Deux heures et demie.
C’est le chiffre magique.
Deux heures et demie.
C’est le temps dont j’ai besoin pour moi seule, ou même partagé entre regarder une émission avec mon mari et faire mes propres trucs.
Mais j’ai besoin de deux heures et demie.
Il a été prouvé que ce laps de temps correspond à la durée moyenne entre le moment où je couche mon fils et celui où je cède enfin à mes yeux lourds et à mon visage fatigué.
J’ai l’impression que chaque année, l’heure avance et ce n’est pas une coïncidence si plus mon fils se couche tard, plus je cède au sommeil dont il a tant besoin.
Je repense à ces premiers jours, lorsque mon fils se couchait à une heure agréable, et que je fermais tout à 21h30 pour me plonger dans ce que je savais être loin d’être un sommeil long et profond. Je me faisais souvent réveiller aux petites heures de la nuit par le petit gars, et pour moi, je pensais que j’allais me coucher tôt pour compenser la perte de temps potentielle. Il est clair maintenant que ce n’était pas du tout le cas.
Je me suis dit que parce que j’étais tellement anxieuse à l’idée de dormir suffisamment, je me suis simplement couchée tôt.
Il n’y avait aucun moyen de prédire la corrélation perturbante entre son heure de coucher et mon heure de coucher si tôt dans la partie.
Mon esprit avait désespérément besoin de deux heures et demie de ME, et même si je savais ce qui allait arriver, aucune conséquence ne pouvait m’enlever cette poche de temps.
Au fil des années et de la sténographie de l’horloge, j’ai lentement appris que l’heure à laquelle je m’endormais ou celle à laquelle mon fils me réveillait importait peu. Peu importe que je perde de précieuses heures de sommeil et que je ne les rattrape jamais.
J’ai toujours besoin de ces deux heures et demie de pré-sommeil.
Mon monde s’écroule jusqu’au moment où ces précieuses heures de silence me sont données. Il faut faire, faire, laver et nettoyer. Il y a l’alimentation, le bain, la cuisine et les disputes.
Il y a un tas de choses qui s’empilent dans mon assiette et il faut deux heures et demie pour faire retomber toute cette énergie.

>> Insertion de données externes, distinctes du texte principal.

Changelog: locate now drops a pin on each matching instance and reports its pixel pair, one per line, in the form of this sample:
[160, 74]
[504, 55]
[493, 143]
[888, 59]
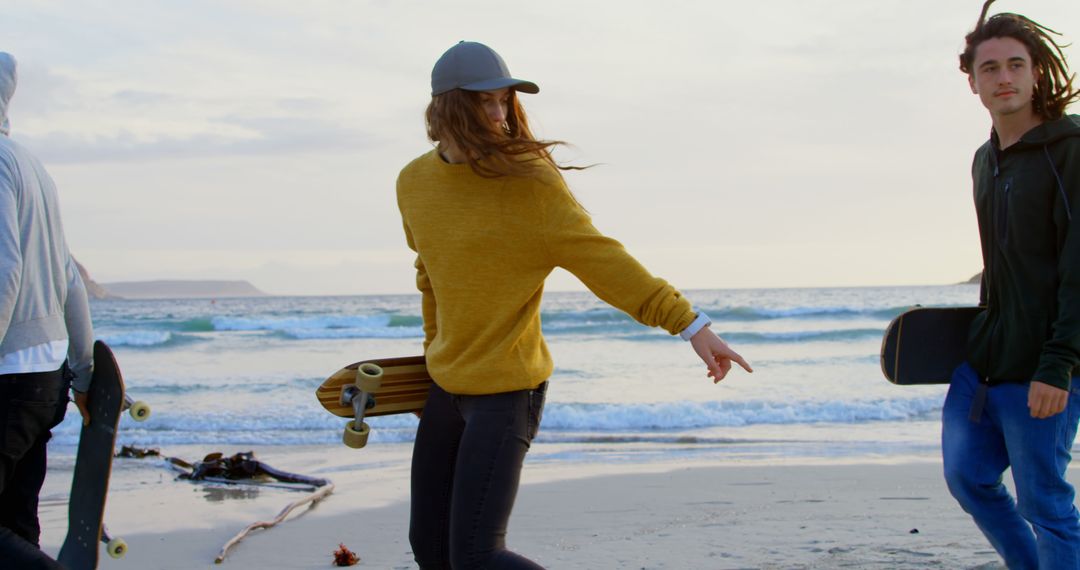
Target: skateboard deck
[923, 345]
[93, 465]
[378, 387]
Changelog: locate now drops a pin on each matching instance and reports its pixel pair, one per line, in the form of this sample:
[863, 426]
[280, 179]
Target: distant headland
[181, 289]
[167, 288]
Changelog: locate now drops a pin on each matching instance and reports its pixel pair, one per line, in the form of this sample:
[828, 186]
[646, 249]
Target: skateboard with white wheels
[90, 483]
[379, 387]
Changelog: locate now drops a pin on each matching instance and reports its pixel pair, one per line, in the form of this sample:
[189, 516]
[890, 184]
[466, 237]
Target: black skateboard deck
[923, 345]
[90, 484]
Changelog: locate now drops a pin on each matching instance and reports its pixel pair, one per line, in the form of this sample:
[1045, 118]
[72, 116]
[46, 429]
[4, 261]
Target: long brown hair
[1053, 90]
[458, 119]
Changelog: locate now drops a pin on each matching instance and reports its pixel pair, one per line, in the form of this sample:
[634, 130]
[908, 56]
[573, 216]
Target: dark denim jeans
[30, 405]
[467, 464]
[1041, 528]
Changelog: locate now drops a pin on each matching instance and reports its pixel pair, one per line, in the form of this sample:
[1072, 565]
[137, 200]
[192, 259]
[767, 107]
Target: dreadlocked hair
[1053, 89]
[457, 118]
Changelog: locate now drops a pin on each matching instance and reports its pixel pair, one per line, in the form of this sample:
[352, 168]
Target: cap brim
[494, 84]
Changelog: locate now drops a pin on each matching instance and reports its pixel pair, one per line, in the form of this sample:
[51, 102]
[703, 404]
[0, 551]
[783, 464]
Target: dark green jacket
[1027, 198]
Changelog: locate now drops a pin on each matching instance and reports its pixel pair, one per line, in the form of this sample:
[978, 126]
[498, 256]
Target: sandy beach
[873, 513]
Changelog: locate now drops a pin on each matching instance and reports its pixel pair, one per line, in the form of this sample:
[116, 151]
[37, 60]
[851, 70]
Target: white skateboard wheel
[355, 438]
[117, 547]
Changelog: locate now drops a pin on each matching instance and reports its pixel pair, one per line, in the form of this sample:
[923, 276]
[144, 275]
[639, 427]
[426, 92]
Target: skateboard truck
[361, 396]
[138, 409]
[116, 546]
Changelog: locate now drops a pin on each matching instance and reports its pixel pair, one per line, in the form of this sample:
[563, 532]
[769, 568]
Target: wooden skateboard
[90, 484]
[922, 345]
[379, 387]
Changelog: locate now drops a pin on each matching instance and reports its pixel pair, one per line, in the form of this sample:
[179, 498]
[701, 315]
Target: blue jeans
[1041, 528]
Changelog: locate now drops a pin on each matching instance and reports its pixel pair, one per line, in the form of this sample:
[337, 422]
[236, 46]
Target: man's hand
[716, 354]
[1045, 401]
[80, 402]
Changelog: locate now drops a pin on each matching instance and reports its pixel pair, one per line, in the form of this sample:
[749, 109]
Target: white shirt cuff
[699, 323]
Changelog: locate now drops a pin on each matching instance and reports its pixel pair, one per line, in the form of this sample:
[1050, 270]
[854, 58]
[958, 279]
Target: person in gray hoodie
[45, 336]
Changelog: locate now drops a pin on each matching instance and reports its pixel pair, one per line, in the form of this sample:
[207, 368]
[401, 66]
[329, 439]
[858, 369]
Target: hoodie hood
[8, 78]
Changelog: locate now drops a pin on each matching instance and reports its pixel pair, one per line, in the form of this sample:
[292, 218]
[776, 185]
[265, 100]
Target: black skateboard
[90, 484]
[925, 344]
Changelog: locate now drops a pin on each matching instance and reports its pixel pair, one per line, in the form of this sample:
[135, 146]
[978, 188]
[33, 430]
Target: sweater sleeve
[11, 265]
[1061, 353]
[605, 266]
[80, 329]
[427, 294]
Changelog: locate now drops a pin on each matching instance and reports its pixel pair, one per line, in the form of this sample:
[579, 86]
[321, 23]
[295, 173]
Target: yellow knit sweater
[484, 247]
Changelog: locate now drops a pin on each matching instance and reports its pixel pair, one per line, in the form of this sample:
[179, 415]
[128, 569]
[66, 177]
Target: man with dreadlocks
[1015, 403]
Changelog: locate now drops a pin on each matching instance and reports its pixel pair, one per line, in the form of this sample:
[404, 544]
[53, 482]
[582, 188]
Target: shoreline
[736, 514]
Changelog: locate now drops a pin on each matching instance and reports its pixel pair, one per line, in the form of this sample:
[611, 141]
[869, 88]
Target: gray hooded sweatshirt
[42, 297]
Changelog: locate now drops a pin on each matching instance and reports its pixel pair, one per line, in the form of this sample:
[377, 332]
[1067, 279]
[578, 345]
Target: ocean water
[237, 372]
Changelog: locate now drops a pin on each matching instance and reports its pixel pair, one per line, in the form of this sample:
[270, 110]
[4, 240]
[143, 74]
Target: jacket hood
[8, 78]
[1053, 131]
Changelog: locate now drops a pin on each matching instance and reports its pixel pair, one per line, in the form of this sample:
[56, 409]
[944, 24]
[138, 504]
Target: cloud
[246, 136]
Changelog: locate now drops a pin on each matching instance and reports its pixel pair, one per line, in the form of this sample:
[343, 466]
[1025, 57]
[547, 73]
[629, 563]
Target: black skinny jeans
[467, 464]
[30, 406]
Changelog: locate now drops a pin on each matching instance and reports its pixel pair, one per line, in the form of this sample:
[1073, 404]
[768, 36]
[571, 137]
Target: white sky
[765, 144]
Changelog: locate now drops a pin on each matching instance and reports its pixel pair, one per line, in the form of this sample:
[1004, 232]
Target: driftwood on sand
[313, 498]
[241, 469]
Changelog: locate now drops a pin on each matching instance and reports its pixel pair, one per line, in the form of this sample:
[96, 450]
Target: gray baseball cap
[473, 66]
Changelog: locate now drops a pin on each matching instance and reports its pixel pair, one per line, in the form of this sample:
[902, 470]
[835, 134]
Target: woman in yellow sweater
[489, 216]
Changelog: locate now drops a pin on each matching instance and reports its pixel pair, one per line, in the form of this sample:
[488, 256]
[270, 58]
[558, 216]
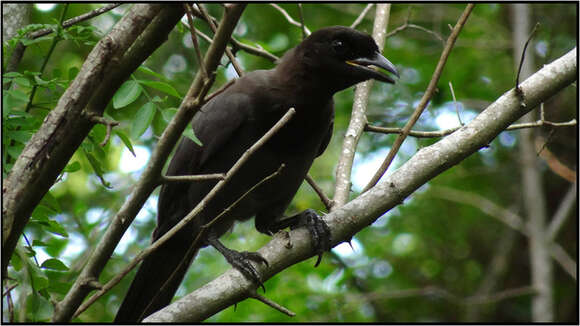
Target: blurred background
[445, 254]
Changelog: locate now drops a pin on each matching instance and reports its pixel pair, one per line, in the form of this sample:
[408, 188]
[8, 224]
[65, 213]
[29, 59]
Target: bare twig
[442, 133]
[290, 19]
[185, 178]
[362, 15]
[268, 302]
[213, 27]
[325, 200]
[358, 117]
[194, 245]
[192, 30]
[424, 100]
[189, 217]
[524, 56]
[150, 177]
[455, 103]
[108, 123]
[301, 17]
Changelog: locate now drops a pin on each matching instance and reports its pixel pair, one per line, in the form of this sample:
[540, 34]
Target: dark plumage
[329, 60]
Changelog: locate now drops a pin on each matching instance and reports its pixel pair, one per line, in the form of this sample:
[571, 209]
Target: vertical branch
[533, 195]
[358, 119]
[425, 99]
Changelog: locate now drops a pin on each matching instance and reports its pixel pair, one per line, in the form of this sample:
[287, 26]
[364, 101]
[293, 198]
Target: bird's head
[344, 57]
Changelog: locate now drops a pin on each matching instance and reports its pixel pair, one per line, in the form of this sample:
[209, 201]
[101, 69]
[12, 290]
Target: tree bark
[534, 199]
[286, 249]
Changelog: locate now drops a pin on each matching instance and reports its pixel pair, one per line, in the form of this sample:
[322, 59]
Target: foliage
[425, 243]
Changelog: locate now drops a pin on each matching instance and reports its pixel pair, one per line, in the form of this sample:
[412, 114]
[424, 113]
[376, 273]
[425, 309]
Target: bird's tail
[157, 280]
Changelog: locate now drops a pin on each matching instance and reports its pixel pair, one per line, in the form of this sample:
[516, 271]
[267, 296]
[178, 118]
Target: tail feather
[149, 291]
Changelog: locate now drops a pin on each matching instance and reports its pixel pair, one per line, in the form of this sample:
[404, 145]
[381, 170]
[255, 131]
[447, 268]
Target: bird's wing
[214, 125]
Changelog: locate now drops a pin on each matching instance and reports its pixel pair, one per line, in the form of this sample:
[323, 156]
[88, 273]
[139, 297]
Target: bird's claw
[321, 237]
[241, 262]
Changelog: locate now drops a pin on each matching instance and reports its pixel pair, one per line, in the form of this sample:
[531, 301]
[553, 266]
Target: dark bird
[329, 60]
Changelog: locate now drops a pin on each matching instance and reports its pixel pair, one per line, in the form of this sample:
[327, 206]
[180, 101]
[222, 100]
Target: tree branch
[424, 100]
[63, 130]
[150, 177]
[358, 118]
[344, 222]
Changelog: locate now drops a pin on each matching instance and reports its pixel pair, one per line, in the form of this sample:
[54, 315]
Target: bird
[306, 78]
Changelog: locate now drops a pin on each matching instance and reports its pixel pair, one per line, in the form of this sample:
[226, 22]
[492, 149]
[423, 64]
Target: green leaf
[96, 165]
[142, 120]
[161, 86]
[16, 261]
[125, 139]
[54, 264]
[127, 94]
[189, 134]
[55, 227]
[27, 42]
[73, 167]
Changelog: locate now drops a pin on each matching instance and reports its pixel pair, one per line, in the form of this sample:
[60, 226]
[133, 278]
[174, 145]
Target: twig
[194, 245]
[289, 18]
[263, 299]
[424, 100]
[237, 45]
[108, 123]
[362, 15]
[189, 217]
[442, 133]
[192, 30]
[199, 177]
[358, 117]
[518, 90]
[150, 177]
[229, 53]
[325, 200]
[455, 103]
[300, 16]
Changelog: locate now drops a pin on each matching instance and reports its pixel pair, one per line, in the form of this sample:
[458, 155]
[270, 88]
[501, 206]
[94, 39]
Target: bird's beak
[378, 60]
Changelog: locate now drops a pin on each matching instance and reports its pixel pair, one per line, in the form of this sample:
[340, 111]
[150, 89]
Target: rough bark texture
[534, 199]
[287, 249]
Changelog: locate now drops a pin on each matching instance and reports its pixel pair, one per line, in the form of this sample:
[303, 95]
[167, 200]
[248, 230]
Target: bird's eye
[339, 47]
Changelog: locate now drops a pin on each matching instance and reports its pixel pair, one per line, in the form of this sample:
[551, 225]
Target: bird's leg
[319, 230]
[240, 260]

Me voilà donc encore éveillée à 10h30, en train de jouer à une douzaine de parties d’un jeu abrutissant sur mon téléphone. Il ne me vient jamais à l’esprit d’écouter mes yeux brûlants pendant que je regarde un meurtre mystérieux dans la lumière tamisée.
Incroyable, vraiment. Du moins, mon mari le pense.
Et le fait est que tout cela est arrivé si naturellement. Comme si MON CORPS évoluait avec le programme. Comme un instinct, quelque chose qui arrive naturellement aux parents.
Les horloges tournent plus longtemps et je ne regarde plus les épisodes enregistrés de Law & Order SVU, puisque je suis réveillée pour l’épisode en direct. Je ne me sens même pas mal pour mon corps qui supplie et demande un sursis. Mon esprit ne veut pas céder.
Je dois. Rester. Debout.
Deux heures et demie.
C’est tout ce dont j’ai besoin pour ressentir un petit sentiment de normalité et pour être simplement avec moi. C’est tout ce dont j’ai besoin pour reprendre mon souffle.
J’ai juste besoin de deux heures et demie.